The methods devices disclosed herein or the devices made by the methods disclosed herein may generally be useful in performing any process that involves mixing, separation, extraction, crystallization, precipitation, or otherwise processing fluids or mixtures of fluids, including multiphase mixtures of fluids—and including fluids or mixtures of fluids including multiphase mixtures of fluids that also contain solids—within a microstructure. The processing may include a physical process, a chemical reaction defined as a process that results in the interconversion of organic, inorganic, or both organic and inorganic species, a biochemical process, or any other form of processing. The following non-limiting list of reactions may be performed with the disclosed methods and/or devices: oxidation; reduction; substitution; elimination; addition; ligand exchange; metal exchange; and ion exchange. More specifically, reactions of any of the following non-limiting list may be performed with the disclosed methods and/or devices: polymerisation; alkylation; dealkylation; nitration; peroxidation; sulfoxidation; epoxidation; ammoxidation; hydrogenation; dehydrogenation; organometallic reactions; precious metal chemistry/homogeneous catalyst reactions; carbonylation; thiocarbonylation; alkoxylation; halogenation; dehydrohalogenation; dehalogenation; hydroformylation; carboxylation; decarboxylation; amination; arylation; peptide coupling; aldol condensation; cyclocondensation; dehydrocyclization; esterification; amidation; heterocyclic synthesis; dehydration; alcoholysis; hydrolysis; ammonolysis; etherification; enzymatic synthesis; ketalization; saponification; isomerisation; quaternization; formulation; phase transfer reactions; silylations; nitrile synthesis; phosphorylation; ozonolysis; azide chemistry; metathesis; hydrosilylation; coupling reactions; and enzymatic reactions.

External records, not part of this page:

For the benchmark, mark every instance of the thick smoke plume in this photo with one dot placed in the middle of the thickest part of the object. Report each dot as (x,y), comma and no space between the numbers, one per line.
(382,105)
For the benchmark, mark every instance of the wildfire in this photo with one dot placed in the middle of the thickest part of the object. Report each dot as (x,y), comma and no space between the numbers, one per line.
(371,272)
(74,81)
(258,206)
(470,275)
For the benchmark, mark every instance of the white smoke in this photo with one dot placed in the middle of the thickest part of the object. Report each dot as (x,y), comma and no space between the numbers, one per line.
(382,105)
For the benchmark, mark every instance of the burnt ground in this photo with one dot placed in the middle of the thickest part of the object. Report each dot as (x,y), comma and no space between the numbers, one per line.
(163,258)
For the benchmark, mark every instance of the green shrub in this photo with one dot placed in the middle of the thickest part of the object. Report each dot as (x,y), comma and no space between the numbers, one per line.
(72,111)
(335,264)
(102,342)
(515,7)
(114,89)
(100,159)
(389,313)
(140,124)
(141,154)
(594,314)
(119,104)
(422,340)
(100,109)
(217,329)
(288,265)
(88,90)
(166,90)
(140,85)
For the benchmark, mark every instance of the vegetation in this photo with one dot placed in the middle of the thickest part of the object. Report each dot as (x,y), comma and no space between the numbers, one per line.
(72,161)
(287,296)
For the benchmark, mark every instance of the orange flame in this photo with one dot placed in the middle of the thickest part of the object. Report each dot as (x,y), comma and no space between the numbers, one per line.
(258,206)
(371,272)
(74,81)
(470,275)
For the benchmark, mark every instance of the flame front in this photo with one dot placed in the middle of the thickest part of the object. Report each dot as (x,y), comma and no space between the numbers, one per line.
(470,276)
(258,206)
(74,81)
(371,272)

Having described the invention in detail and by reference to specific embodiments thereof, it will be apparent that modifications and variations are possible without departing from the scope of the invention defined in the appended claims. More specifically, although some aspects of the present invention are identified herein as preferred or particularly advantageous, it is contemplated that the present invention is not necessarily limited to these preferred aspects of the invention.